Look at Labour successes – the minimum wage, child poverty, children’s centres, aid for Africa, free museums, NHS waiting lists, new health centres and schools well-stocked and well-staffed after those 18 miserable drought years of Thatcherism – there is much to be proud of. But all these were promises devised in the resurgent days before 1997. Has Labour still the appetite for anything as radical as its own first term? Can it recapture that insurgent spirit? If not, why would anyone vote them back in?

In particular, Polly thinks that Labour should concentrate on tax:

Take all the low-paid out of tax, taxing it from the top 1% who have done so well – a straight switch. Or, as Frank Field suggests, cut back tax relief on top pensions to the basic rate for all to raise £6.7bn. Pick a tax fight with the Tories, with a fog-horn signal that the broadest shoulders should bear most weight. Turn the debate away from the 10p towards a fairer tax system.

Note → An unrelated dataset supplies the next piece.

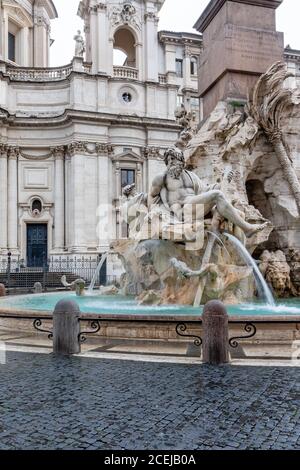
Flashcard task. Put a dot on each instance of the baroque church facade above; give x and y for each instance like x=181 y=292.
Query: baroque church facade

I agree with much of this. The 10% tax issue was a killer. If Labour isn’t for the poorest, what is the point of it at all?

In this country, political parties win power by first capturing the centre ground; and then by defining it as their own. You have to be “One Nation”, or you’ll lose. The genius of New Labour was to present the goal of re-envigorating the public sector and bostering a strong, modern welfare state as an issue which mattered vitally to everybody: not simply the very poorest.

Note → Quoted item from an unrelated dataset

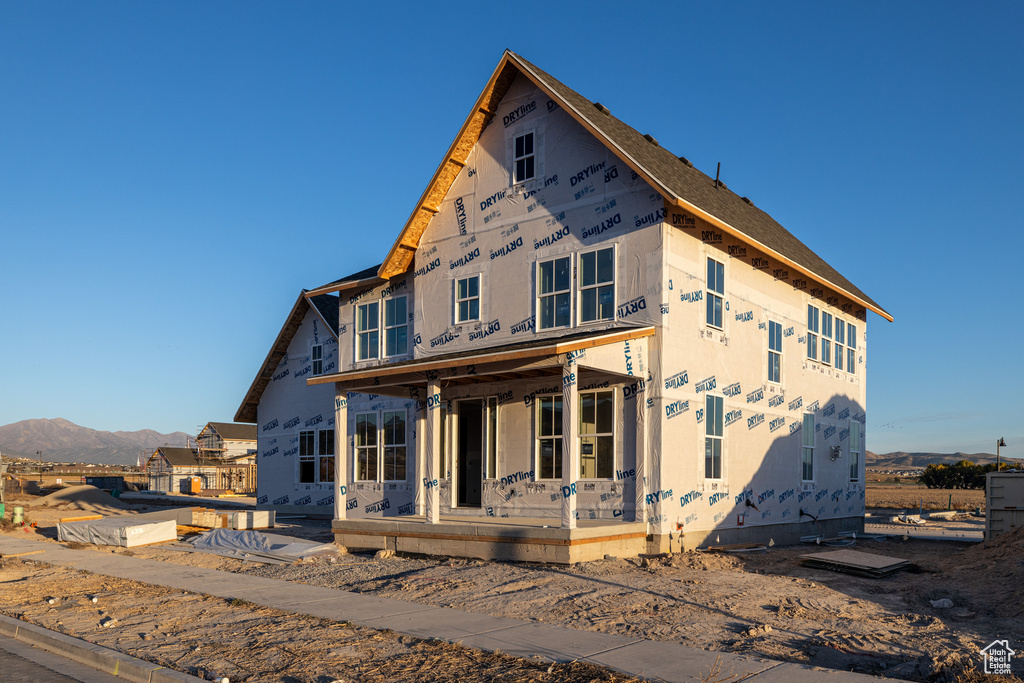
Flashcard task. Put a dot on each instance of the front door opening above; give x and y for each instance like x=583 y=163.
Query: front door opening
x=470 y=454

The danger Labour now faces is that the Tories will take over that ground. Cameron is very close to achieving what Michael Howard never could deliver: making it “safe” to vote Conservative again. If they can convince the electorate that they’re welfarists at heart, but competent ones who might just also deliver tax cuts to Middle England, then they’ll occupy the centre ground.  If they win that battle of perception, people will simply forget that Tories in power will do what they have always done: stick it to the weakest, as hard as they can.  The next election will be lost.

A tax fight might take Labour part of the way to a fourth term. But it won’t take it all the way there.